Configuration (please complete the following information):
- OS: Windows 10 + WLS2
- yarp version: 3.4.5 (installed with robotology-superbuild)
- compiler: GNU Make 4.2.1
Additional context
While I was providing a solution for the following assignments:
I was trying to debug the application using the yInfo
functions to inspect the coverage of my code. Putting the yInfo
calls before and after some instructions or code blocks, and looking at yarplogger
, it seemed that some code blocks were never executed. However, after I had tried to run the code using only the console, I realized that the yarplogger
was not showing all the information as it should have done.
As suggested by @pattacini and @traversaro, we did the test also in the configuration where we employ the yarprun
as a broker in place of the localhost.
In this case, the results seem better (less traces missed), but the problem persists as the delay time decreases. I also noticed the yWarning
and yError
seem more rugged and reliable than the yInfo
; maybe, this is due to a possible priority mechanism, I suppose.
I suppose this might be caused by the fact that the logger is using a BufferedPort...
https://github.com/robotology/yarp/blob/97723811b5e89806feed21a9892cc19242f27251/src/libYARP_logger/src/yarp/logger/YarpLogger.h#L220
CC @randaz81
I suppose this might be caused by the fact that the logger is using a BufferedPort...

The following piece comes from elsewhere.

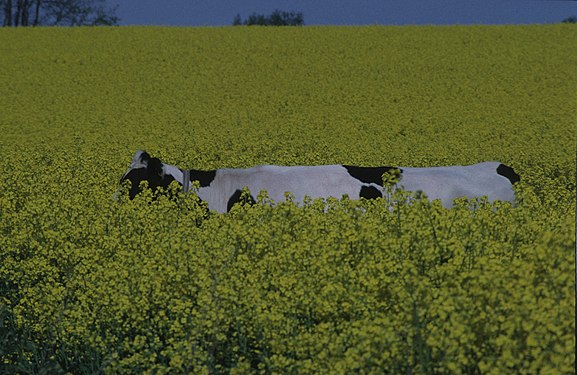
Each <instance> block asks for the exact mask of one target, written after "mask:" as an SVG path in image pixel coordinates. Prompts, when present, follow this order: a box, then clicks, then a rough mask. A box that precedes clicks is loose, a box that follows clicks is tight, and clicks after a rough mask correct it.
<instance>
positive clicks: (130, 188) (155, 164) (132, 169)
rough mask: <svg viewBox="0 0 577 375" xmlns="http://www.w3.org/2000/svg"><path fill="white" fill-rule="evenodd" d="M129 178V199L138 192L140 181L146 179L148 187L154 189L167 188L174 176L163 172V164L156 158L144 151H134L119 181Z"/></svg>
mask: <svg viewBox="0 0 577 375" xmlns="http://www.w3.org/2000/svg"><path fill="white" fill-rule="evenodd" d="M125 180H130V182H131V186H130V190H129V195H130V199H134V197H135V196H136V195H137V194H138V193H140V183H141V182H142V181H148V186H149V187H150V189H152V190H153V191H155V190H156V189H157V188H159V187H162V188H164V189H167V188H168V185H170V183H171V182H172V181H174V177H173V176H172V175H171V174H169V173H165V167H164V164H163V163H162V162H161V161H160V159H158V158H151V157H150V155H148V153H147V152H146V151H142V150H139V151H136V153H135V154H134V157H133V158H132V164H130V167H129V169H128V172H126V173H125V174H124V176H123V177H122V178H121V179H120V183H121V184H122V182H123V181H125Z"/></svg>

I was thinking the same, but this buffered port is configured as strict (on read):
https://github.com/robotology/yarp/blob/efc07a766fe70a293e391a4f95411bd564a2c4d8/src/libYARP_logger/src/yarp/logger/YarpLogger.cpp#L521
So perhaps the forwarding port (on write) is to be blamed, not the yarplogger's one. The log forwarder enables background writes:
https://github.com/robotology/yarp/blob/efc07a766fe70a293e391a4f95411bd564a2c4d8/src/libYARP_os/src/yarp/os/impl/LogForwarder.cpp#L43
According to the following inline doc, it does not wait for writes to complete immediately (false
), hence I think some of them may be lost in the process:
https://github.com/robotology/yarp/blob/5313b2defd8be7237567ea56eca8dde93dfc8121/src/libYARP_os/src/yarp/os/impl/PortCore.h#L542
Any comment on this @randaz81 ?
I believe that @PeterBowman is right, the problem is probably this static bottle:
https://github.com/robotology/yarp/blob/efc07a766fe70a293e391a4f95411bd564a2c4d8/src/libYARP_os/src/yarp/os/impl/LogForwarder.cpp#L49-L59
When the forward
method is called twice, the Bottle::clear()
method could be called before the message is sent, therefore, if I understand correctly, the empty bottle contains no data and, when serialized as binary (not as string), nothing is sent (which is probably a different bug to be further investigated.

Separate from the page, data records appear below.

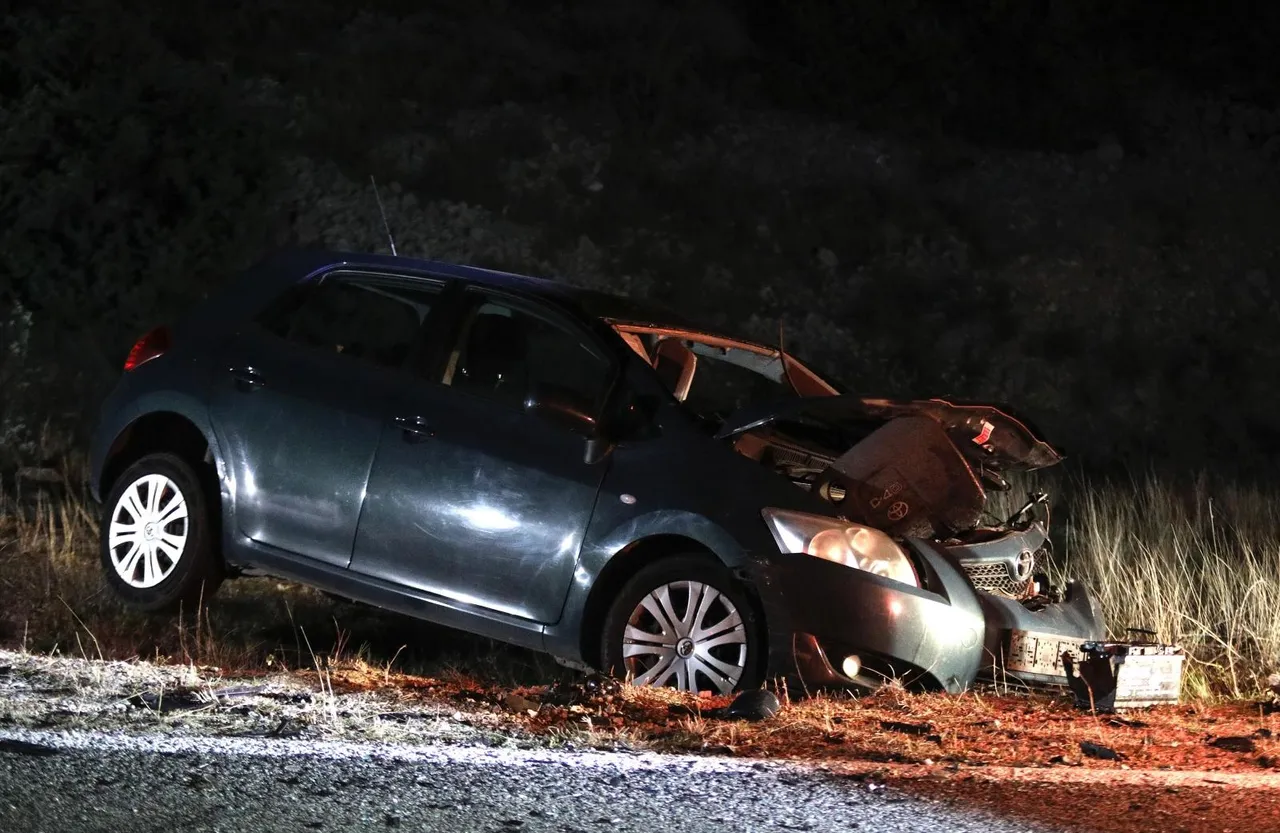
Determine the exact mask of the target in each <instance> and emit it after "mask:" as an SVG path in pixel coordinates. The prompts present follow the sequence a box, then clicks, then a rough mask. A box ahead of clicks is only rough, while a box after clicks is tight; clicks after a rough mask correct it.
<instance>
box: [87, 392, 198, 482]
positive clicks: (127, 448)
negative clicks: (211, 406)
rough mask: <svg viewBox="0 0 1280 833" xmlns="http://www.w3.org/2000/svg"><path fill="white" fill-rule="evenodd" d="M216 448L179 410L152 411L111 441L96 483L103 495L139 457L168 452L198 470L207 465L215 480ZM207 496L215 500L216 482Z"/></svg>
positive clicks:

I opened #2667 which fixes the issue for me (at least according to @sgiraz very useful check_log_file.sh
script). Does anyone else want to try it before I merge it?
if I understand correctly, the empty bottle contains no data and, when serialized as binary (not as string), nothing is sent (which is probably a different bug to be further investigated.
Just for reference, I was wrong on this, empty Bottles are sent correctly both in binary and text form
Hi guys! I hope you are well 🙂
I'm reaching you because I would like to know if you have found any solution to this logging issue. If yes, please, could provide a brief description about how you solved it?
Thanks! 🙏🏻
Nope, sorry. You can try #2667 that fixes the issue, but blocks the sender thread when there are too many messages, and it is therefore dangerous, hence it cannot be merged in YARP (at least for now). I don't see a solution, unless we implement a "background strict" mode in the port, that makes the buffer bigger when there are messages in queue.